Here is how I work out the discussion problems.


The journal question should be about the same, though you have to figure out some of the numbers to use yourself. The answer should come out somewhere in between 50% and 98%.


Some comments from Laurie:

Recall that P(A|B) means the probability of A given that B is true.

The AIDS example in terms of conditional probability amount to the following: You are given

P(+test | HIV positive)


P(- test | HIV negative)

(both .998 in our case) and you want to know

P(HIV positive | + test)

In general P(A|B) is not equal to P(B|A)

For example, consider two tosses of a coin and let A be the event that both tosses are heads and B the event that the first toss is a head. Then P(A|B) = .5 and P(B|A) = 1.

To find one of these conditional probabilities from the other you need also to know P(A) and P(B) (actually their ratio is sufficient). In the AIDS example this amounts to knowing the probability the patient is HIV positive before the test is performed.

In law, mixing these two probabilities up is called the "prosecutor's paradox".
A prosecutor will often have a reasonable estimate of

P( the evidence | the accused is innoncent)

and then incorrectly state this probability as

P(the acused is innoncent | the evidence)

because that is what the jury wants to know.

For example, in the Simpson trial the DNA experts give a very small probability for the probability of a DNA match for a person chosen at random say in the Los Angeles area. This is

P(match ! Simpson is innocent)

but this is not the same as

P(Simpson is innocent | match).

Also, don't forget Linda's three general comments about AIDS testing.

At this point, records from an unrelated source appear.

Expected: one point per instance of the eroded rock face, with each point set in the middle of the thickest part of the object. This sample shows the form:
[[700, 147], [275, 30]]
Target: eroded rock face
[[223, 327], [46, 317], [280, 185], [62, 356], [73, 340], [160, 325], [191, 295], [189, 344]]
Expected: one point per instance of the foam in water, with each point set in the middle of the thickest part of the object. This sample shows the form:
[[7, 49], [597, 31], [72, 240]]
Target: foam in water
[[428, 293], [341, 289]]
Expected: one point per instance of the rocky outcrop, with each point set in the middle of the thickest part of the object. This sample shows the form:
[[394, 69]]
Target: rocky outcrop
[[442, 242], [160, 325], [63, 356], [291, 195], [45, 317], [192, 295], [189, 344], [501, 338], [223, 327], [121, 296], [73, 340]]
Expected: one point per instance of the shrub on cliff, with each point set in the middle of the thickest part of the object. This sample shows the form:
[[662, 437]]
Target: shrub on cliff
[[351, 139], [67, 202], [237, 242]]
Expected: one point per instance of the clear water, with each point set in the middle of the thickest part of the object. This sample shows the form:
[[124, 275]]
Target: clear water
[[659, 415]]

1. These calculations show that if a patient is not from a high risk group so that the probability before testing of being HIV positive is small, then a single positive Elisa test will not result in a high probability that the patient is HIV positive. It will if the patient is initially from a high risk group.

2. In practice when a lab has a positive test it carries out another Elisa test and then a Western blot test. If all three are positive it is reported that the patient is HIV positive.

3. The two Elisa tests cannot be assumed to be independent since they are usually carried out on the same blood sample and there may be something other than the HIV virus in the blood that results in a positive test. The Western blot test is more specific to the Aids virus and so it is more reasonable to assume it is independent of the other tests.